From Barcelona: Naming my baby girl
Baby naming just got tougher when you want one that Spaniards and English-speaking people can pronounce. Blogger Jeremy Holland on how to avoid pitfalls of the name game.
Picking the name for your baby is one of the first big decisions for expecting parents. After all, what you call your child will play a key role in your progeny's personal development.
One only needs to listen to the Johnny Cash song A Boy Called Sue to know that.
While coming to an agreement is never easy, having parents from different countries who speak different languages presents a new set of interesting complications.
In Spain, there's the tradition of naming your child after religious figures or situations. In fact kids here not only celebrate their birthday, but also the day of the saint or religious holiday that they're named after.
So, other than the various Virgins who serve as inspiration for such girls' names as Macarena (yes, like the song) or Mercedes (like the car), there is also the option of: Concepción Inmaculada (the Immaculate Conception), Ascensión/Asunción (the ascension) and Dolores (pains as in the Friday of Pain).
Boys' names often combine biblical personalities such as Jose Maria (Joseph Mary) or Juan Miguel (John Michael) or Juan Jose (John Joseph), which are in turn shortened and pronounced Josema (Hose-emma), Juanmi (Who-an-me), and Juanjo (Who-an-hoe) respectively.
All of which is perfectly normal in a country where it's also not unusual to use the same name for your child that you and your father or mother have, but imagine what will happen if your kid spent any time in the States, the UK or any other English-speaking country.
Likewise, if you decide to give your offspring an English name, you can expect Spaniards to quickly find their equivalent, making it moot.
In other words George becomes Jorge (Whore-hey), Josephine-Josefina (Hose-effeena) and James-Jaime (High-may) whether you like it or not.
And if you elect a shortened version of a traditional name like say Joe, then you run the risk of Spanish kids calling him "Fuck" like in "Joé que calor" (fuck it's hot).

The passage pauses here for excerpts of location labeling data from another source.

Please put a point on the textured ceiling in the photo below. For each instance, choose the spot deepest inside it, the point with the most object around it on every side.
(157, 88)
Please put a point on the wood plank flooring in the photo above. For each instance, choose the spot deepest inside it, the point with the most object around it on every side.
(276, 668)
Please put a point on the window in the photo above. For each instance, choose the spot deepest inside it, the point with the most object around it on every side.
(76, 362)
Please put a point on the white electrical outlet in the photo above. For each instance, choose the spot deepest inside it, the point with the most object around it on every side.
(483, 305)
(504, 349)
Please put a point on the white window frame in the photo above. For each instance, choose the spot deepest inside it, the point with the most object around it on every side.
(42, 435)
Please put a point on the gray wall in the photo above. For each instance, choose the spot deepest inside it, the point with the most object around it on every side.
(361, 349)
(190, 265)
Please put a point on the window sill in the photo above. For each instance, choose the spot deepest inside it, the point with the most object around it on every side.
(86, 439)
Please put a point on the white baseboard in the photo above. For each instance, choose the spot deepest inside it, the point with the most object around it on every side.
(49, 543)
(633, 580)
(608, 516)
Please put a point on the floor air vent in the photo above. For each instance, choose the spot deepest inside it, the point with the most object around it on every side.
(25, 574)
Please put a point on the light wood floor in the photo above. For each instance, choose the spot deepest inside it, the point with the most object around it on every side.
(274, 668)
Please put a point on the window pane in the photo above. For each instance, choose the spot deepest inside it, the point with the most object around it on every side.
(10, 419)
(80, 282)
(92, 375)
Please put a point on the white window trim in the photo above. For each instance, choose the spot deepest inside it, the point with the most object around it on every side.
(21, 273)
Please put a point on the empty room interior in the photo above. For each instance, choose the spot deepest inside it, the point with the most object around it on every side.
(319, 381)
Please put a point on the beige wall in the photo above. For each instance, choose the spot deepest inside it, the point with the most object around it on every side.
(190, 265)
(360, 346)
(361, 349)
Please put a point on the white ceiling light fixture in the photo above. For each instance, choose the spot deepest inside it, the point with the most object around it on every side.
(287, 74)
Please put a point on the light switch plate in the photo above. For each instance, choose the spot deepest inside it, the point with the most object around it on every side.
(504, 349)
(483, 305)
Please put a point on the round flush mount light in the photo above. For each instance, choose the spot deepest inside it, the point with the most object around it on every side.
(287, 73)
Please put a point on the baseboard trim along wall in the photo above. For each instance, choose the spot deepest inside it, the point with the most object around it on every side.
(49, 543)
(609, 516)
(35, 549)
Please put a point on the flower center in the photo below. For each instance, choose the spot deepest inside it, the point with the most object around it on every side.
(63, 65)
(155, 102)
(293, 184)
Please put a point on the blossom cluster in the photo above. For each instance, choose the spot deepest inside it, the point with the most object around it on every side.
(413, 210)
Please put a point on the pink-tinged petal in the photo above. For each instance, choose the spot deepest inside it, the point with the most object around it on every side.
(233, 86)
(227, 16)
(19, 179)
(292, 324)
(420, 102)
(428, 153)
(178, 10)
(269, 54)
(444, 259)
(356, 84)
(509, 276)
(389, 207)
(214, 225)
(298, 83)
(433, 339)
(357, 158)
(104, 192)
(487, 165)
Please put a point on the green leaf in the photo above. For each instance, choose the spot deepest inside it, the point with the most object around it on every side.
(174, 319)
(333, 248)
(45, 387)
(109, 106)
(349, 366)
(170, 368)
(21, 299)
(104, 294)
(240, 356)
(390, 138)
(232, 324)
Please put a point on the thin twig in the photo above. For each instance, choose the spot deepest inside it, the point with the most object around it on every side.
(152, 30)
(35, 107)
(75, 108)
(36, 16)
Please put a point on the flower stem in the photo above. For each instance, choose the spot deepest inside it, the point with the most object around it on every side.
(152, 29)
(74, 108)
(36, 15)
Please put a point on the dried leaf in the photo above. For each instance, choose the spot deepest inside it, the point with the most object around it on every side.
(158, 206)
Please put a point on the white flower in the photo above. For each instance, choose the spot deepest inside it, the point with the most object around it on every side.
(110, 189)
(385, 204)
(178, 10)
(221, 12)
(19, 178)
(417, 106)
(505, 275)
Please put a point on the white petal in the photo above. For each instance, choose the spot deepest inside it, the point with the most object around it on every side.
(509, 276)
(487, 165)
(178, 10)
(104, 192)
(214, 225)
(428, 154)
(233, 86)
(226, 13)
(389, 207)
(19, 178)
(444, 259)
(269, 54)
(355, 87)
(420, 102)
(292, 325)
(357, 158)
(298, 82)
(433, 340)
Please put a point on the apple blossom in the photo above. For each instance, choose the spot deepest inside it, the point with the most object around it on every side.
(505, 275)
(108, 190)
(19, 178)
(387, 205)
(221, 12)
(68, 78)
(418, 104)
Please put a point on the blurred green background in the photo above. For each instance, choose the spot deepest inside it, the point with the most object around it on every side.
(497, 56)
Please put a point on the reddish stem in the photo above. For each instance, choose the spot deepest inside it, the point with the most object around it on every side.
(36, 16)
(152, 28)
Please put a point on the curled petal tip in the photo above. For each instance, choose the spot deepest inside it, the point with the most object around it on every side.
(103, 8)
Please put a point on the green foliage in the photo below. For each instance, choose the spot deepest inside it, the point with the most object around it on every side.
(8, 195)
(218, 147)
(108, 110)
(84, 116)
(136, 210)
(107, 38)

Which isn't to say there aren't Spanish kids with English names like Jenifer, Jonatan, Kevin, the problem is that they carry with them the stereotype similar to being from the Valley in LA or Essex in the UK if you know what I mean.
Then, there's the whole question of pronunciation. Any English name with a "J" will give Spanish people a fit because it doesn't exist in the Spanish language. So you can forget names such as Jeffrey or Josh for a boy or Jane for a girl, while the English desire to combine vowel sounds make Spanish names like Mireia or Iago a nightmare for those relatives not from Spain.
So with seemingly 80 percent of Spanish and English names eliminated, you're left with a smaller pool to argue over with your partner.
But be careful: because even when you finally decide on a name, you have to make sure that it passes with the Spanish bureaucracy who has been known to refuse Sam and Katie due to them being shortened versions of Samuel and Katherine, and thus not allowed.
As for my daughter, we finally picked a local unique name that Americans would be able to pronounce. The precious princess’s name is Elisenda and is the name of an old Catalan queen. There's also a monastery named after her.
All the things we mixed nationality parents must think about when it comes to choosing a name.